Fwd: dialects and languages

Mark Mandel thnidu at GMAIL.COM
Mon Feb 25 15:05:04 UTC 2008

I forwarded Larry's observation on Skånska to a Swedish friend.

---------- Forwarded message ----------
From: Kai-Mikael Jää-Aro
Date: Mon, Feb 25, 2008 at 3:14 AM
Subject: Re: dialects and languages

Mark Mandel kirjoitti 2008-02-23 kello 0:58:

> ---------- Forwarded message ----------
> From: Laurence Horn <laurence.horn at yale.edu>
> Date: Fri, Feb 22, 2008 at 1:20 PM
> Subject: Re: dialects and languages
> To: ADS-L at listserv.uga.edu

> A nice example is Skåne, spoken in what is now
> the south of Sweden; it used to be a dialect of
> Danish (when the area belonged to Denmark) and
> then magically became a dialect of Swedish,
> without having undergone any appreciable changes
> overnight.

Indeed, but in the 350 years since Sweden conquered Skåne (or Scania,
the latinised English version of the name), the Scanian dialect* has
diverged from Danish and aligned more with "standard" (i e Mälar
valley) Swedish.  So while Scanian people I know often can speak
Danish (by virtue of working in Denmark, watching Danish TV and so
on), it is definitely a language change for them in terms of
vocabulary, intonation and so on.  (Though less so than it would be
for me.)

I have no problems understanding spoken Scanian (in most cases), but
spoken Danish requires quite a bit of effort and "vaba?" (say again).
(Written Danish is not so problematic, even though I have to look up
words every now and then.)  Actually I'd say spoken Danish is not
mutually intelligible with anything else, including itself, as you may
remember from the YouTube sketch I sent you. :-)
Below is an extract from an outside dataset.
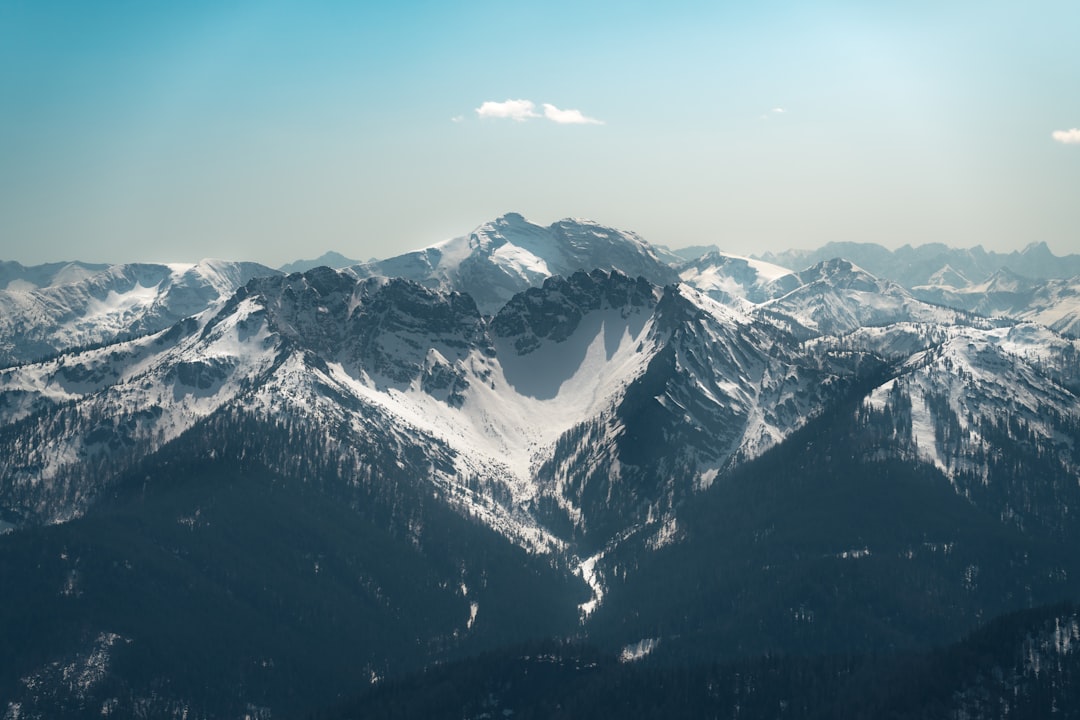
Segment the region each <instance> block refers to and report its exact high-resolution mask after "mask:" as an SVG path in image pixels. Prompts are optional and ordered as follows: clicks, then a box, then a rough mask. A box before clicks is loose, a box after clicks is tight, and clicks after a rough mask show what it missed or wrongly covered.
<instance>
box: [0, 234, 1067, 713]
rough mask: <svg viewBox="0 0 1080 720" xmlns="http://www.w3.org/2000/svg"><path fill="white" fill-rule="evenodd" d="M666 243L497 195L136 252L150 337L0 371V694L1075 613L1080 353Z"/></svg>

* And of course not even Scanian is a single unified dialect.  I once
read an article (in a Kulturen yearbook, perhaps?) which took the
first few spoken phrases in "The Wonderful Adventures of Nils"  (Nils
Holgerssons underbara resa genom Sverige) and rendered them in several
different versions of Scanian (as they would have sounded at the turn
of the previous century).  In the book they were of course given in
standard Swedish - interestingly enough, even though the book is about
the range and variety of Sweden in all respects, all characters speak
perfect standard Swedish; this was written in a period when dialects
were to be suppressed in the interests of national unity or
something.  Of course, when I read the book for the children I did all
the voices and all the dialects (as best I could).